[Examples] Improve the model card pushed from the `train_text_to_image.py` script #3810

sayakpaul · 2023-06-16T12:30:13Z

Currently, our training examples include limited information in the model cards. For example, one doesn't know how the code should be run with the model artifact(s) from the training examples just by taking a look at the corresponding model repository (such as this one).

We can improve this.

So, to that end, this PR modifies the train_text_to_image.py to include a code snippet in the model card that we create from the example itself.

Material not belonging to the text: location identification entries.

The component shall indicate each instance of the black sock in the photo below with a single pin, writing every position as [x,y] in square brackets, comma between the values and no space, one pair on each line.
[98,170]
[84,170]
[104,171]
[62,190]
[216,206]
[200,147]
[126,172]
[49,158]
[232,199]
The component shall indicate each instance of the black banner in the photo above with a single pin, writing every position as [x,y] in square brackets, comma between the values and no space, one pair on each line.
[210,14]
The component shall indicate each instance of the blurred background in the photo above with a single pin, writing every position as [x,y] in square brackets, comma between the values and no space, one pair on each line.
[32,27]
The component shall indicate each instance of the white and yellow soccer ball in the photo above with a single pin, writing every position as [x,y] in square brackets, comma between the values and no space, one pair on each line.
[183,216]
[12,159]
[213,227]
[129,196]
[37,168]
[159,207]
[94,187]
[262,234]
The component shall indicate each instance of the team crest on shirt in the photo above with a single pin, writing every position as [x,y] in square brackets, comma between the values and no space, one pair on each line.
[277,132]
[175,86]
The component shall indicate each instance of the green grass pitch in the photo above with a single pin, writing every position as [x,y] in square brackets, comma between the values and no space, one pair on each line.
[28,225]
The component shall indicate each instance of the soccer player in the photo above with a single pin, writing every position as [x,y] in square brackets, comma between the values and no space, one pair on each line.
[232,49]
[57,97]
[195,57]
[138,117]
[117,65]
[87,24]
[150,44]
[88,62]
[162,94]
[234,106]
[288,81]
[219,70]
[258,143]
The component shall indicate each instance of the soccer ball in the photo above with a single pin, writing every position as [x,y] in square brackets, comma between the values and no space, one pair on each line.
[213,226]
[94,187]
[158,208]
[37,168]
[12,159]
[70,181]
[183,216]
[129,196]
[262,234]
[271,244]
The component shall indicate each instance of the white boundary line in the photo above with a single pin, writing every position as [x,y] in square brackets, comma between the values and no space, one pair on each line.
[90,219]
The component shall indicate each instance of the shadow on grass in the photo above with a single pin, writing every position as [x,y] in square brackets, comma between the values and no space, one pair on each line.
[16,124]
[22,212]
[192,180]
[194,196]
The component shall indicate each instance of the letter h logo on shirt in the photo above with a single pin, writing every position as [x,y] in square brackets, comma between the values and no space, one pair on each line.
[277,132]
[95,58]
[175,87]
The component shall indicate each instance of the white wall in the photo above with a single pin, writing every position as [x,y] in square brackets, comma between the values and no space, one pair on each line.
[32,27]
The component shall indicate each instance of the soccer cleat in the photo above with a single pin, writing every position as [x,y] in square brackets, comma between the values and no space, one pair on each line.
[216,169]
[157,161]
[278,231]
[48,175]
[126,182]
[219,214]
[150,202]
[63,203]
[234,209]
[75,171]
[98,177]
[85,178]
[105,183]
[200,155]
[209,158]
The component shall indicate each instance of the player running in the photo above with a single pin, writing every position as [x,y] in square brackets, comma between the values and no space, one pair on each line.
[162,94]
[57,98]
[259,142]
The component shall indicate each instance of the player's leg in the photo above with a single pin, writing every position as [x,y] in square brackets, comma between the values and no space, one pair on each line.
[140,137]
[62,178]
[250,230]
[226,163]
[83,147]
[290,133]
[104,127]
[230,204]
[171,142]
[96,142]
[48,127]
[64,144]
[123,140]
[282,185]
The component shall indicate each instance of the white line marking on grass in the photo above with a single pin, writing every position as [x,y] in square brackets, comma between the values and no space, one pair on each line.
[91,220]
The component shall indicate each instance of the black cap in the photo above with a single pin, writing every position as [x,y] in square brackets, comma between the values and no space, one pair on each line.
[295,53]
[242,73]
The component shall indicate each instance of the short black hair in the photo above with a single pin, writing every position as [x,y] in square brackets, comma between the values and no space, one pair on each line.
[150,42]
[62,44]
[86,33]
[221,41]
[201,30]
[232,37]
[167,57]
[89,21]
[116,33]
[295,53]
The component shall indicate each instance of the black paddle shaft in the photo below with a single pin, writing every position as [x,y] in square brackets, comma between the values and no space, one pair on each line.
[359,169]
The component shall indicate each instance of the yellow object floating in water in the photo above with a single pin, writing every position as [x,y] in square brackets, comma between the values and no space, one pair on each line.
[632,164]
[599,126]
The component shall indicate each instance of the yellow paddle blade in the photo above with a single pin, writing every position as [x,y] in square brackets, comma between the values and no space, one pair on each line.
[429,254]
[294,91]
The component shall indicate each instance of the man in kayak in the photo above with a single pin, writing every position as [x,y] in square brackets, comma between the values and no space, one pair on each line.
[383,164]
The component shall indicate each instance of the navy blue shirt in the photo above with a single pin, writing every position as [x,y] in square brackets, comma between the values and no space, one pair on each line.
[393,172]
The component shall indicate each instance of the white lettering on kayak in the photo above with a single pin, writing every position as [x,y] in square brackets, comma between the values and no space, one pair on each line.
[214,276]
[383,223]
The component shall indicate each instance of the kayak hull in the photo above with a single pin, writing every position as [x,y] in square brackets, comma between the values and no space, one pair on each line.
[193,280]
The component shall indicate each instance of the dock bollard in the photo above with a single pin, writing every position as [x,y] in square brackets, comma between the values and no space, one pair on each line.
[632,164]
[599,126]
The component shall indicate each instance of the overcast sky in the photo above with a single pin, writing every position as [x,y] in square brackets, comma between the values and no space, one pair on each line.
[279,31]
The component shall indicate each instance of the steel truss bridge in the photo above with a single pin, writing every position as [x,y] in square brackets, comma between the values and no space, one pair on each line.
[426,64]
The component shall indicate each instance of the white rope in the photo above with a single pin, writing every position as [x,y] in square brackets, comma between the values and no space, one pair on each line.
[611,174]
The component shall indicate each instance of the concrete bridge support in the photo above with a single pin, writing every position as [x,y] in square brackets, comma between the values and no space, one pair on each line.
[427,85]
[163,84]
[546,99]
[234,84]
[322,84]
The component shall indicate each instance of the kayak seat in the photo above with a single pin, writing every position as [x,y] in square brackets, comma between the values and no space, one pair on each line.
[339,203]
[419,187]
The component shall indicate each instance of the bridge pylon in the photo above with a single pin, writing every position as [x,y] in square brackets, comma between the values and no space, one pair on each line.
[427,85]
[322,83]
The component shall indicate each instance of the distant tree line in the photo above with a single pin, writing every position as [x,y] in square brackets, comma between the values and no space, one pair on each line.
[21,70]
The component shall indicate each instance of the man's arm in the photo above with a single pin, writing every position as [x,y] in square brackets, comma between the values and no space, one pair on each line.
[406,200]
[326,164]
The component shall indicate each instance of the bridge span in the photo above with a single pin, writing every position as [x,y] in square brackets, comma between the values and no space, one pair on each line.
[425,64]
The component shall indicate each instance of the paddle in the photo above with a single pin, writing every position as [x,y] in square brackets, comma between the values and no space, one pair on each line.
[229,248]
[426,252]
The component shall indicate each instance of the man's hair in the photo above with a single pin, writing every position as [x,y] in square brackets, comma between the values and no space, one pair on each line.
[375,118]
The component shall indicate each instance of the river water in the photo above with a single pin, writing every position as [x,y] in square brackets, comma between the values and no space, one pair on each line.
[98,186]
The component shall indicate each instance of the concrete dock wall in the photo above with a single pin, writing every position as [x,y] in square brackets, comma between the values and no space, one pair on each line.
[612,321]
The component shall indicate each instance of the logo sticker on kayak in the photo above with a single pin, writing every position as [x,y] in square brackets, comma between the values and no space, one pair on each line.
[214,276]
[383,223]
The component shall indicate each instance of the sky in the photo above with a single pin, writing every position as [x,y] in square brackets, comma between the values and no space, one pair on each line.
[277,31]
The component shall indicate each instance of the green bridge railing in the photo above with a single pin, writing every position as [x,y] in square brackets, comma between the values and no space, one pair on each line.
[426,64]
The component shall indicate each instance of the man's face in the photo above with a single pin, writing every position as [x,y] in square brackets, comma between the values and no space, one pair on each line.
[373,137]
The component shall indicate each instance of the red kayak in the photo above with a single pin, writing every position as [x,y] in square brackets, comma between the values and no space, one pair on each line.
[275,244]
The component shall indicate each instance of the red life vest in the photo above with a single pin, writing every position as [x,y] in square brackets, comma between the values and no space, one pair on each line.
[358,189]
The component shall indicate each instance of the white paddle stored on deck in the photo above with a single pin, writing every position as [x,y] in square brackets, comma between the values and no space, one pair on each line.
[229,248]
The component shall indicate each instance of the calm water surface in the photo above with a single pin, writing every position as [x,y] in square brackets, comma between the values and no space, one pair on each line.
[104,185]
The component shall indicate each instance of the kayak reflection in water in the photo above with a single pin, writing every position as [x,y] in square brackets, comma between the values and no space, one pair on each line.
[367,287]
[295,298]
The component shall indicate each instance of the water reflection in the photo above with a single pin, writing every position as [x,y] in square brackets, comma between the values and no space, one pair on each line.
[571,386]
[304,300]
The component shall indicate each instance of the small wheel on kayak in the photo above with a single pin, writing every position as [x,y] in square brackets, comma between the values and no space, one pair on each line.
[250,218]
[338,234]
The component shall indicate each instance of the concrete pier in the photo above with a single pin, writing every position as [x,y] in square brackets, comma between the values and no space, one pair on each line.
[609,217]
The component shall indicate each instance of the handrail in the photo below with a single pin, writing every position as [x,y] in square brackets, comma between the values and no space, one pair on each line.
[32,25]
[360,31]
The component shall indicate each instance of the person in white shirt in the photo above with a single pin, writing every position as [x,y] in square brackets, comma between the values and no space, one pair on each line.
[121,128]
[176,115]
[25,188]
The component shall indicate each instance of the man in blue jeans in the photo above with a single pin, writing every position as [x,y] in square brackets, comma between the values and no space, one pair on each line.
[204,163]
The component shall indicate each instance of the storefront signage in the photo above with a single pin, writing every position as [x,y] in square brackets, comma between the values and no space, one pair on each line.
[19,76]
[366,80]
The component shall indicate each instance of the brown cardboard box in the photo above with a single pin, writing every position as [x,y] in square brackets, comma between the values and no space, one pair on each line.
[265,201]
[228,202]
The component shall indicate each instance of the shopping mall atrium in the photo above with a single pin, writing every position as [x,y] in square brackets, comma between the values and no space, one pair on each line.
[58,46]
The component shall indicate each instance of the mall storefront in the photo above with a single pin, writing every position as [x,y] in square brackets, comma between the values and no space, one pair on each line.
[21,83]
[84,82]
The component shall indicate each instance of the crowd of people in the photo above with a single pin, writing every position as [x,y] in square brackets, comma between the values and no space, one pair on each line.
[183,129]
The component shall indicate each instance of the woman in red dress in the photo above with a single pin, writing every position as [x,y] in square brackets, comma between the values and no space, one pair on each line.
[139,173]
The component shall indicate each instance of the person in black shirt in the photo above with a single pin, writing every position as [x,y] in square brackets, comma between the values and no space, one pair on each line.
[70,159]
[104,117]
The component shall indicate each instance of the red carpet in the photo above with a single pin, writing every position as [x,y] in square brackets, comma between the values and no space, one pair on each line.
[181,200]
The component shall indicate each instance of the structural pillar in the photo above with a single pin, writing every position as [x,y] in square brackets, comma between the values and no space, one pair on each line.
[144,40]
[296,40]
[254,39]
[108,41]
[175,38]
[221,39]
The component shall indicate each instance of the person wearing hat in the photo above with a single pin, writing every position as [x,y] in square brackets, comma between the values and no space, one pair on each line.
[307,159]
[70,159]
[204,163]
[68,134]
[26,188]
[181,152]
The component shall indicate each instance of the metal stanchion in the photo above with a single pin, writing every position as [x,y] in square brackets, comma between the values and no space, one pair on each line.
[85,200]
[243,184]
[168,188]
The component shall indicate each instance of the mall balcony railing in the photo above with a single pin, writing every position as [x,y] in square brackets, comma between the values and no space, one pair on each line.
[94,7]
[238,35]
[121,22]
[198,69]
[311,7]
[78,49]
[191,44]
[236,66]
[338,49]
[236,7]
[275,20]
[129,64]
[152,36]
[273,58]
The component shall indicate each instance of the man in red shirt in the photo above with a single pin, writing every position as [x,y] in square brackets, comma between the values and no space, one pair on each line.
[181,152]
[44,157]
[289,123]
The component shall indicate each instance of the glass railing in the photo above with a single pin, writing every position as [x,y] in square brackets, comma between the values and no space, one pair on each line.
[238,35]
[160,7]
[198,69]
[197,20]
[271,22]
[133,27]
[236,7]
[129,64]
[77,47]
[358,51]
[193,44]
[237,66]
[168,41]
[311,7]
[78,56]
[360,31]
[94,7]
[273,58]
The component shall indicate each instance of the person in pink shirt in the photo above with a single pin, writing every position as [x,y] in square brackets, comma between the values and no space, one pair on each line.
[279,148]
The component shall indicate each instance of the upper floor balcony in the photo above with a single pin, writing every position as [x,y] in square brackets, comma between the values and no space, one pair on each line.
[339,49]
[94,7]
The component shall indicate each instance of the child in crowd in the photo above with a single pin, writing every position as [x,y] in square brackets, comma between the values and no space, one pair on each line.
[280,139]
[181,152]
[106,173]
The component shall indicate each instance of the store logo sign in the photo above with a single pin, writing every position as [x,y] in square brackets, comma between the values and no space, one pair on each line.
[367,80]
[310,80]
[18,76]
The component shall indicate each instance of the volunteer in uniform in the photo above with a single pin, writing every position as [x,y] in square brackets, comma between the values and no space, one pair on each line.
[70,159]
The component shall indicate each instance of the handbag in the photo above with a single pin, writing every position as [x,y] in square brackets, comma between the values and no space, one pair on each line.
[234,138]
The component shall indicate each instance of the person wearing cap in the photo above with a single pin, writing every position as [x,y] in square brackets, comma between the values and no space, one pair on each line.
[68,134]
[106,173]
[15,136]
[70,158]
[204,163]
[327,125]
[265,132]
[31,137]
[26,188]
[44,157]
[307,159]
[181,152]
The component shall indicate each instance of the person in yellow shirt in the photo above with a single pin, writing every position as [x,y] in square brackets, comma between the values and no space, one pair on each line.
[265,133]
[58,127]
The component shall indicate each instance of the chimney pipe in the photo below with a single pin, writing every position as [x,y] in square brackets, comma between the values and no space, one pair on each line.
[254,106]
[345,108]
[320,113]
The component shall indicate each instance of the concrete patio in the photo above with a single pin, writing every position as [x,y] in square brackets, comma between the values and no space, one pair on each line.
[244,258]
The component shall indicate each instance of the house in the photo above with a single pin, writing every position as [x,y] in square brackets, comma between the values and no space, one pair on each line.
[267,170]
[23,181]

Additionally, it includes the following things in the model card for a better developer experience which can be enabled directly from the Hub:

Info on key training hyperparameters
Dataset (and properly links that to the model card metadata)
Weights and Biases run page when available (which discloses all the CLI args passed to the training script and details on the env such as accelerator type, etc.)

Here's how a pipeline repo looks like with the changes introduced in this PR: https://huggingface.co/sayakpaul/new_sd_pokemon.

The training was conducted with the following command:

export MODEL_NAME="CompVis/stable-diffusion-v1-4"
export DATASET_NAME="lambdalabs/pokemon-blip-captions"

accelerate launch train_text_to_image.py   \
  --pretrained_model_name_or_path=$MODEL_NAME   \
  --dataset_name=$DATASET_NAME   \
  --mixed_precision="fp16"   \
  --resolution=512 --center_crop --random_flip   \
  --train_batch_size=1   \
  --gradient_accumulation_steps=4   \
  --gradient_checkpointing   \
  --max_train_steps=100   \
  --learning_rate=1e-05   \
  --max_grad_norm=1   --lr_scheduler="constant" --lr_warmup_steps=0   \
  --output_dir="sd-pokemon-model"   \
  --report_to="wandb"   \
  --validation_epochs=1 \
  --validation_prompts "cute dragon creature" "cute pokemon creature" "blue pokemon"   \
  --checkpointing_steps=50   \
  --output_dir="new_sd_pokemon"   \
  --push_to_hub

If there's a consensus, I can adapt these changes and include them in the rest of the scripts. Thanks to @osanseviero for the hint.

HuggingFaceDocBuilderDev · 2023-06-16T12:36:40Z

The documentation is not available anymore as the PR was closed or merged.

patrickvonplaten

Looks good to me

osanseviero · 2023-06-16T16:51:20Z

examples/text_to_image/train_text_to_image.py

+        image_grid.save(os.path.join(repo_folder, "val_imgs_grid.png"))
+        img_str += "![val_imgs_grid](./val_imgs_grid.png)\n"
+
+    yaml = f"""


FYI huggingface_hub has nice utilities for model card creation (both content and metadata) and templates you could leverage here.

See https://huggingface.co/docs/huggingface_hub/guides/model-cards

Thanks for suggesting!

But I feel like the current way of creating the content in the model card is a bit more explicit and also flexible.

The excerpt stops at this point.